DB2 supports efficient data roll-out with the table partitioning feature
using ALTER TABLE DETACH PARTITION, which can
separate a large chunk of data from a source table in the unit of
partition.
Figure 1 shows roll-out when both global (nonpartitioned) indexes and local (partitioned) indexes exist on the source table. The detached source table partition becomes a separate nonpartitioned table. For local indexes, the index object associated with the detached partition is carried along and the indexes within become indexes of the new target table. Global indexes, on the other hand, are not inherited by the target table. Instead, the index entries for the detached partitions are orphaned by the detach command. DB2 then automatically runs a separate background task called Asynchronous Index Cleanup (AIC) to remove orphaned keys from the global index. Meanwhile, such keys are ignored by queries that access the source table.
Figure 1. Roll-out from a table with global and local indexes
Prior to V9.7.1, roll-out with table partitioning is an offline operation. Detach waits for all existing access to the partitioned table to complete, while blocking new access from starting.
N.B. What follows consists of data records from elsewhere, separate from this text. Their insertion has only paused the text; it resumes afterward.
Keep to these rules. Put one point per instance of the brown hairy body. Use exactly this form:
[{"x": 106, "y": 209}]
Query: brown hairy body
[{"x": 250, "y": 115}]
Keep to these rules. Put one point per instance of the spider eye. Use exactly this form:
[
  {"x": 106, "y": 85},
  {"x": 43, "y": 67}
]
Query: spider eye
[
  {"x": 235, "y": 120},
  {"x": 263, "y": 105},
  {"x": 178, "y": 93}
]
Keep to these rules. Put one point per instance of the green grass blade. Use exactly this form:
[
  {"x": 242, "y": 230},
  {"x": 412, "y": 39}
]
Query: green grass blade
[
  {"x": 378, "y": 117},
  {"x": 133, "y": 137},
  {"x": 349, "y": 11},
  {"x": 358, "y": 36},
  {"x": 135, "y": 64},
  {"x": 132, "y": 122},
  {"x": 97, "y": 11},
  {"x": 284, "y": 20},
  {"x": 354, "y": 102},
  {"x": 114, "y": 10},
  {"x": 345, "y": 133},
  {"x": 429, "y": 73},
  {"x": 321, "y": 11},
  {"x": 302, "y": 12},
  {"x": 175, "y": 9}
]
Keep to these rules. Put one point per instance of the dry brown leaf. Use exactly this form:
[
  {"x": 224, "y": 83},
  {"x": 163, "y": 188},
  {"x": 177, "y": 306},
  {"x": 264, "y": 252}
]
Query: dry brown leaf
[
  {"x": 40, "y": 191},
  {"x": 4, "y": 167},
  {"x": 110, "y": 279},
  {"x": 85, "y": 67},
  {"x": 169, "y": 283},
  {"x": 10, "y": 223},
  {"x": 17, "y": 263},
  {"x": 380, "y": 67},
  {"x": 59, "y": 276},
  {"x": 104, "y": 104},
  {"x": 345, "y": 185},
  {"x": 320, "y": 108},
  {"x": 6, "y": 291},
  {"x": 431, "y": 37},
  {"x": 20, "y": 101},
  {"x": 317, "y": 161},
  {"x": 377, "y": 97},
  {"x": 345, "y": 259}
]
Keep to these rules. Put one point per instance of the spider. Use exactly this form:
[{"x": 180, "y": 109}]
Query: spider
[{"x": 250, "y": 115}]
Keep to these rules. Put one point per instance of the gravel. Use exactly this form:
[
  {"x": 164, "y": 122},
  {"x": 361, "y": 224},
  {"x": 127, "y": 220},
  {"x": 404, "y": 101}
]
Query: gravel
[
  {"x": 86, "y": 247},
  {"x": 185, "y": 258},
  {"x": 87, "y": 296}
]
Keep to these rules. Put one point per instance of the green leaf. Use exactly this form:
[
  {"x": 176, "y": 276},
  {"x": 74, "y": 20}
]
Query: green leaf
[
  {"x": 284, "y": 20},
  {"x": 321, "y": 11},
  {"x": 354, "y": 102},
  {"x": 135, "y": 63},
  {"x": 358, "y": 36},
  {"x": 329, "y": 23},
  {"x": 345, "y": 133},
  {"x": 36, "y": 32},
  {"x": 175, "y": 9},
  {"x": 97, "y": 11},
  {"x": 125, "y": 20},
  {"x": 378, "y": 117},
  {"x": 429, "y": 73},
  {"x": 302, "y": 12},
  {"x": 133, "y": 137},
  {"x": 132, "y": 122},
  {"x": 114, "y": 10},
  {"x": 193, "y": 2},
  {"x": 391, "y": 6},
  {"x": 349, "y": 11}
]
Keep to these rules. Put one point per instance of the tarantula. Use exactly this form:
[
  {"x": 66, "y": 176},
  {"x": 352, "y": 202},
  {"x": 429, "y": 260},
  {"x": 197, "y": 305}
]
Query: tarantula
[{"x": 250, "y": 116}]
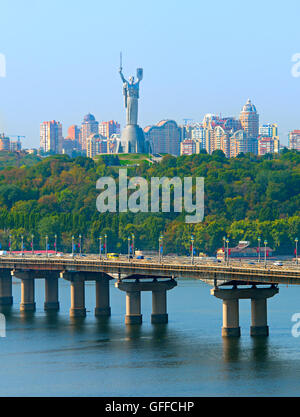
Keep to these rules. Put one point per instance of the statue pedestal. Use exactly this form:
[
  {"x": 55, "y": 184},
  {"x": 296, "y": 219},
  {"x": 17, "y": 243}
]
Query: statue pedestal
[{"x": 133, "y": 140}]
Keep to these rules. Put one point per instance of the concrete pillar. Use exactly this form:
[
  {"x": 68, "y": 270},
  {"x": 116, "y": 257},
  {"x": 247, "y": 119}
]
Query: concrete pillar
[
  {"x": 102, "y": 298},
  {"x": 133, "y": 291},
  {"x": 77, "y": 298},
  {"x": 27, "y": 295},
  {"x": 133, "y": 308},
  {"x": 231, "y": 326},
  {"x": 159, "y": 307},
  {"x": 51, "y": 294},
  {"x": 259, "y": 321},
  {"x": 231, "y": 297},
  {"x": 6, "y": 298}
]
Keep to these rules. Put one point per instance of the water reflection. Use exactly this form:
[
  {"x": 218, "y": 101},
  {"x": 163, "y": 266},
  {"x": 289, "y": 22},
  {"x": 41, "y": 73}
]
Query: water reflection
[
  {"x": 260, "y": 348},
  {"x": 231, "y": 349}
]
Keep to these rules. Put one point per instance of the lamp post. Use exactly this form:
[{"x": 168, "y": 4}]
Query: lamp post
[
  {"x": 224, "y": 247},
  {"x": 227, "y": 242},
  {"x": 55, "y": 244},
  {"x": 259, "y": 240},
  {"x": 105, "y": 237},
  {"x": 133, "y": 245},
  {"x": 80, "y": 251},
  {"x": 9, "y": 244},
  {"x": 265, "y": 243},
  {"x": 129, "y": 240},
  {"x": 161, "y": 247},
  {"x": 192, "y": 248},
  {"x": 100, "y": 247}
]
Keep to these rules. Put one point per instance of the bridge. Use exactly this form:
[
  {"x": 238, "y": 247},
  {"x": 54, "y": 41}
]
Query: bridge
[{"x": 135, "y": 276}]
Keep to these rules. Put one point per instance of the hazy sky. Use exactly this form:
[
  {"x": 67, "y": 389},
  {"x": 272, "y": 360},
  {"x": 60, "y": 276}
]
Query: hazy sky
[{"x": 198, "y": 57}]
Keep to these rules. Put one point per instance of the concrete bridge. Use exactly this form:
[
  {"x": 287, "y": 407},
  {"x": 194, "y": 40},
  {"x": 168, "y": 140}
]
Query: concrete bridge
[{"x": 135, "y": 276}]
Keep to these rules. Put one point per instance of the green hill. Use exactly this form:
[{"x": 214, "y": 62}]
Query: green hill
[{"x": 245, "y": 197}]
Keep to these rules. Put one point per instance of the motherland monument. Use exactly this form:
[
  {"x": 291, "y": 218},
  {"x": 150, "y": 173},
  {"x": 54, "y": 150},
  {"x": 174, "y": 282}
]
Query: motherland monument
[{"x": 133, "y": 140}]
However, detach may need to be performed in the same timeframe as long-running reporting queries, potentially creating contention between administrative operations performed by the DBA and query access to the table as part of the application workload.
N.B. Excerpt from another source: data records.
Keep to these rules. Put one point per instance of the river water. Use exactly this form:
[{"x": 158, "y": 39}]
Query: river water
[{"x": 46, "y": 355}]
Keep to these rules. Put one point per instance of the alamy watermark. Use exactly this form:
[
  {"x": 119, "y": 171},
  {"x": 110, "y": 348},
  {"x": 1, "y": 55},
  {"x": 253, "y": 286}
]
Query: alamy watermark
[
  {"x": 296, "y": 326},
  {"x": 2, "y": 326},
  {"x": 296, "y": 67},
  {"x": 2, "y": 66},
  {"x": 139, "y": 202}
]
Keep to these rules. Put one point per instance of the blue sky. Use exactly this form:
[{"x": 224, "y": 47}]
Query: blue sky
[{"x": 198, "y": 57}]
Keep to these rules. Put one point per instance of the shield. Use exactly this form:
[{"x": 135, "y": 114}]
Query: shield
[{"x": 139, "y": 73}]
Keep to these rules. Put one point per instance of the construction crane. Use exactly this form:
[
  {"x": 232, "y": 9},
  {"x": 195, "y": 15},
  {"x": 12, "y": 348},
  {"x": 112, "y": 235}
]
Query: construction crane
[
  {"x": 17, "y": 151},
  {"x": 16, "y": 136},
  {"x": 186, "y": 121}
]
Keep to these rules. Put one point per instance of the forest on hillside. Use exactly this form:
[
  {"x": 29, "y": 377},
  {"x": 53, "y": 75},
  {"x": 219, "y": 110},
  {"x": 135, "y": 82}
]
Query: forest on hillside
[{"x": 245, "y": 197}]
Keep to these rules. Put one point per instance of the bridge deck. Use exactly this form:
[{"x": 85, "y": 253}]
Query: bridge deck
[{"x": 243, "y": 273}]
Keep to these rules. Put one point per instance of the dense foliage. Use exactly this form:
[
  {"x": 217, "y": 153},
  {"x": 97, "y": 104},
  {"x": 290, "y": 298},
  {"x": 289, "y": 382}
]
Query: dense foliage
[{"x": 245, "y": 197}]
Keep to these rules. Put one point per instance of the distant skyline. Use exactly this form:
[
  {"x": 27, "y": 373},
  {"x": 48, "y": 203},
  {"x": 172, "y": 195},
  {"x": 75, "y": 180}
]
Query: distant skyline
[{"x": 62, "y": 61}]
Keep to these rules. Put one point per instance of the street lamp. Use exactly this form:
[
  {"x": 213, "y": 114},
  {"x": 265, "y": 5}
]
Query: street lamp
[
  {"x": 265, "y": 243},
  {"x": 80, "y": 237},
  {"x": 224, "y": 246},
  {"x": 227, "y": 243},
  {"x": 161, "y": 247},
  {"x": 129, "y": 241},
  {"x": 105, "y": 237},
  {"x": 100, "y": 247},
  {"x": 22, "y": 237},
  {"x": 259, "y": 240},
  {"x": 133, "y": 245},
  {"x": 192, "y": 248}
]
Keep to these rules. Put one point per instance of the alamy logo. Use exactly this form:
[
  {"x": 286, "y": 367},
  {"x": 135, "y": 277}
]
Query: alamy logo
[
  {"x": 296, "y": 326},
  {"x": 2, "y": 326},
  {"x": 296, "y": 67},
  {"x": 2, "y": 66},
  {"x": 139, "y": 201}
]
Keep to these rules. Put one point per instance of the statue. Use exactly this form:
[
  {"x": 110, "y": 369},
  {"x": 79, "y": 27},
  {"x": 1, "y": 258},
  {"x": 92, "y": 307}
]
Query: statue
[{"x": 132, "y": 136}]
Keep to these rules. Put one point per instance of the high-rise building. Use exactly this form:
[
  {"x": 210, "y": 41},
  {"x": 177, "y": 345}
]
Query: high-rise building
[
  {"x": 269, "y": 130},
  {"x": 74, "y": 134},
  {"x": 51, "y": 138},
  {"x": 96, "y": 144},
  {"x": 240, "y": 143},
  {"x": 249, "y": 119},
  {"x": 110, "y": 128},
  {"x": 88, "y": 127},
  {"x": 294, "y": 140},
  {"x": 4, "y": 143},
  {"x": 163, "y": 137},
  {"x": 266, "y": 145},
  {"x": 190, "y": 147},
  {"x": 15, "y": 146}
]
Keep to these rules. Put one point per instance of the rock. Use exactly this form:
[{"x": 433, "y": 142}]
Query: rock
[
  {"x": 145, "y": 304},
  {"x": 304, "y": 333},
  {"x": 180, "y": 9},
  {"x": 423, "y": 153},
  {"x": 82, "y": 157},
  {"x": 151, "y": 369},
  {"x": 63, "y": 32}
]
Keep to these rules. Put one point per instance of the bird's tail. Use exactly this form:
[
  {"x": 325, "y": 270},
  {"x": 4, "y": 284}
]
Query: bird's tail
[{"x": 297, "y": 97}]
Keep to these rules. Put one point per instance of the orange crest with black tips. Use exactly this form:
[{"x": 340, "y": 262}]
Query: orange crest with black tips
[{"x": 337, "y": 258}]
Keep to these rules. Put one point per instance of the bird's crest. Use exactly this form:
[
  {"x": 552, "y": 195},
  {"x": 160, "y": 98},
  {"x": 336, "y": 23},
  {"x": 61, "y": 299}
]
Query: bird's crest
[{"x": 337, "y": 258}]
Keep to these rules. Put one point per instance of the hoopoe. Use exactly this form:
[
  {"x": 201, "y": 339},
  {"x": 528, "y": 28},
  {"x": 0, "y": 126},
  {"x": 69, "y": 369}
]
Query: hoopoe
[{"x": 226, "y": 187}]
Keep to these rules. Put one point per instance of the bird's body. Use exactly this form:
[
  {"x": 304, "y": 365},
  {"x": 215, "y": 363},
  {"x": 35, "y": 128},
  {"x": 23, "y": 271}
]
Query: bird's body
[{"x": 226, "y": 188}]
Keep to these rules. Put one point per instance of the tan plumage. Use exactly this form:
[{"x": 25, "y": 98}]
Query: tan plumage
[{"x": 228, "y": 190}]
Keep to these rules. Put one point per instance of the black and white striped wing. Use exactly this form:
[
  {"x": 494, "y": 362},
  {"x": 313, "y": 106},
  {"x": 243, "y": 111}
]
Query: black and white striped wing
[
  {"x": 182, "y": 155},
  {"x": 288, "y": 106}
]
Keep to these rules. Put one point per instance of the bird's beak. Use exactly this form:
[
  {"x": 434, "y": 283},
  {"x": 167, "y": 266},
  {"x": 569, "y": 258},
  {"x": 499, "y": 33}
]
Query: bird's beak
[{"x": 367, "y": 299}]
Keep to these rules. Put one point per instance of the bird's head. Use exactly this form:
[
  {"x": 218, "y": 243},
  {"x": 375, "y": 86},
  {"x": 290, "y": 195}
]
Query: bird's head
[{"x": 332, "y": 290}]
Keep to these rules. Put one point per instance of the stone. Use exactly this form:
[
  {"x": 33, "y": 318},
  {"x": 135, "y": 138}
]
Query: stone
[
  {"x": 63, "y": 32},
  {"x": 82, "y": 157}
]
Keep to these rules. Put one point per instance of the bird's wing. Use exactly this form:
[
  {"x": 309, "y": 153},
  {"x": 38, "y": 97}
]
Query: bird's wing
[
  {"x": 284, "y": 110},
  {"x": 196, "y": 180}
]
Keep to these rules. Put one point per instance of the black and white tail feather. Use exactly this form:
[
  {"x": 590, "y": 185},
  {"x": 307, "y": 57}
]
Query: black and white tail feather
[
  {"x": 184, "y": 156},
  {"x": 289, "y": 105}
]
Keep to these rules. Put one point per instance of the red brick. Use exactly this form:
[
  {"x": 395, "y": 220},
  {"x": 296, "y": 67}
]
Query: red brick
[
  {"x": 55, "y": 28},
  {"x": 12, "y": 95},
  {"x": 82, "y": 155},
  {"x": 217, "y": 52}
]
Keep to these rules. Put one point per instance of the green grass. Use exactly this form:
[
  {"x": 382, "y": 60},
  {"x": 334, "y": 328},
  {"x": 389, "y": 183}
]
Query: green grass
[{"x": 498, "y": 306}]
Starting with DB2 V9.7.1, the DETACH operation is made online for dynamic SQL
by allowing a partition to be detached while queries are concurrently
accessing the remaining partitions of the table. In fact, a reporting
workload using the Uncommitted Read (UR) isolation level could be reading
the partition being detached, and even that would not stop the
detach from proceeding concurrently.
This is accomplished by making DETACH a two-phase operation. The first
phase, performed by the ALTER TABLE DETACH PARTITION command, logically
detaches the partition from the table. The second phase, managed by the
system in the background without the need for user intervention, completes
the detach asynchronously after ensuring that all other existing activities
that access the partitioned table have completed. The background process
is referred to as the Asynchronous Partition Detach (APD) process. When there
are no dependent materialized query tables (MQTs), the system initiates the
second phase after the first commits. If dependent tables, such as
staging tables or refresh immediate MQTs, exist on the partitioned table,
the second phase starts automatically after these dependent tables are
refreshed via SET INTEGRITY.
From a DBA perspective, the roll-out operation progresses in the presence
of a long-running reporting workload. From an application perspective,
the long-running reporting workload is not interrupted by detach and
completes concurrently. For any access to the partitioned table that
happens after the successful completion of the DETACH command, the
detached partition is no longer visible, and the asynchronous completion of
detach will not interrupt this new access. Of course, the new online
roll-out behavior respects the isolation level in effect. For instance, if
a Repeatable Read (RR) scanner has read the partition, but not committed
yet, detach will wait for the RR scanner to complete before it can make
the partition invisible. After the asynchronous second phase of the detach
operation has completed, the target table of detach is available to be
archived or dropped or attached to another table.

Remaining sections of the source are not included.